Fiquei bastante na dúvida entre postar ou não este relato. Primeiramente, não foi uma viagem mochileira: fui mesmo por meio de pacote de viagem comprado online (no site: http://www.visitgreenland.com). E, como não tem a opção "América do Norte" nos destinos de relatos de viagens, optei por escrever neste tópico, uma vez que a Groenlândia pertence à Dinamarca, país escandinavo.
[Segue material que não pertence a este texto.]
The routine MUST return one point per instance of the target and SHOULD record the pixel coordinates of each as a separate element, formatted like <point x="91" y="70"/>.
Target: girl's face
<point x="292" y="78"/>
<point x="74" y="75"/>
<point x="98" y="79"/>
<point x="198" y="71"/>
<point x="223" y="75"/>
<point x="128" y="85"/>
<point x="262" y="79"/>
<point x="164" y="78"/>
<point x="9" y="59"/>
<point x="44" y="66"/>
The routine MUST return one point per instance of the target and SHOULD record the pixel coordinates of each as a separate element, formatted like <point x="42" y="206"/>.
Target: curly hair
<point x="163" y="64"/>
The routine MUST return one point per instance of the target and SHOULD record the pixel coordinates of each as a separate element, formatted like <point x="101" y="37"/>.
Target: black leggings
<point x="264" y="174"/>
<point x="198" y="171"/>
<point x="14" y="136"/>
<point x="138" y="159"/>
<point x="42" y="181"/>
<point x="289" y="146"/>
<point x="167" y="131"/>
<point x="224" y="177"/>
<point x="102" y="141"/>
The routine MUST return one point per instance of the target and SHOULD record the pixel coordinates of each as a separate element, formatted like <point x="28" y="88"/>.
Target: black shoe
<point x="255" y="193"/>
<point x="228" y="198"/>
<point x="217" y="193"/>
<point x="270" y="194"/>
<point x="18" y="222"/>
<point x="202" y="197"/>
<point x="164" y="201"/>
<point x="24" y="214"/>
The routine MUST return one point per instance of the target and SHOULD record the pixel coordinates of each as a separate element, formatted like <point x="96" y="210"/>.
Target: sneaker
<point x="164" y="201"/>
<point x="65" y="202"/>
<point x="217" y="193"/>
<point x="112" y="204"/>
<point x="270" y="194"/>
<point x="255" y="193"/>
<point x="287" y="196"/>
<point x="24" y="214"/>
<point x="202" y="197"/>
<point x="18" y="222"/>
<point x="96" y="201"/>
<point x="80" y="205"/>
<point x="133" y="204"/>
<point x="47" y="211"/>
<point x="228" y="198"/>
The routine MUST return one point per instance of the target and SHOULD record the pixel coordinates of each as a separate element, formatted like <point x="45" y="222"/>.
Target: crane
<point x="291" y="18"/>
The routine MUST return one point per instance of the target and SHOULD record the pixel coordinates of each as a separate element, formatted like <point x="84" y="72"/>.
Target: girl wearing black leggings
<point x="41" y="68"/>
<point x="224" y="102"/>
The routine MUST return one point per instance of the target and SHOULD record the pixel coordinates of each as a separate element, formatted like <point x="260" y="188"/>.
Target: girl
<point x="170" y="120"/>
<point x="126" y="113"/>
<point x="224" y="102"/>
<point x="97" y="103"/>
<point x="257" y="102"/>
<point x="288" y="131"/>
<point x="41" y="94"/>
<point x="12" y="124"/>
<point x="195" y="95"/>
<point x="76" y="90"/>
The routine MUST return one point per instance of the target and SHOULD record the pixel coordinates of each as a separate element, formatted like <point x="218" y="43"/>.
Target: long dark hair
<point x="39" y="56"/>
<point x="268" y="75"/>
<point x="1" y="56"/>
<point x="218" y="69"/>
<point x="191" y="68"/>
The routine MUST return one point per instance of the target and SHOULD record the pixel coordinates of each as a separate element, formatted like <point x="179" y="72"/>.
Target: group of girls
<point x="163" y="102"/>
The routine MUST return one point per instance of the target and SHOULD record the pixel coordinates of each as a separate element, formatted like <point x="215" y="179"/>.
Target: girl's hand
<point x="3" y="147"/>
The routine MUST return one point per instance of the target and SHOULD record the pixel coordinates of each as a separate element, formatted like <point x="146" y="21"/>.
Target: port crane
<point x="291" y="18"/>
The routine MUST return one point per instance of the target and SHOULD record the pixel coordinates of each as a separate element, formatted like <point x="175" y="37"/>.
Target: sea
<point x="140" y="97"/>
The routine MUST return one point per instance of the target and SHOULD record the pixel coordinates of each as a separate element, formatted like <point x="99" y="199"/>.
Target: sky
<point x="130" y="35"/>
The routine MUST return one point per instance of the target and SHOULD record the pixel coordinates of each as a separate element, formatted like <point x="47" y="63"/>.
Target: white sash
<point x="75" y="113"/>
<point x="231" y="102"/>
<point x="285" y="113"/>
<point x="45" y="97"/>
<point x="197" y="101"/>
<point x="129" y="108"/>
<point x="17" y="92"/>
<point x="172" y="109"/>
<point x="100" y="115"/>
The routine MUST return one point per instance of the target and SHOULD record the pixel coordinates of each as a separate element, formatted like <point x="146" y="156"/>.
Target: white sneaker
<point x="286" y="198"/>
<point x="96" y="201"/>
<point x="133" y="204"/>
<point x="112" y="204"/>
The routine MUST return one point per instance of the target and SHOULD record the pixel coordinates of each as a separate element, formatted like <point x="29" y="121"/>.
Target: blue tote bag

Porém, como existe pouquíssima informação sobre a Groenlândia aqui no Mochileiros, achei de bom tom compartilhar a experiência adquirida nesta viagem (ainda que, repito, não tenha sido uma viagem típica mochileira). Posto isto, inicialmente descreverei alguns fatos rápidos sobre esta ilha, que é considerada por alguns como a maior do mundo (caso não se considere a Austrália como uma ilha propriamente dita, mas como um continente).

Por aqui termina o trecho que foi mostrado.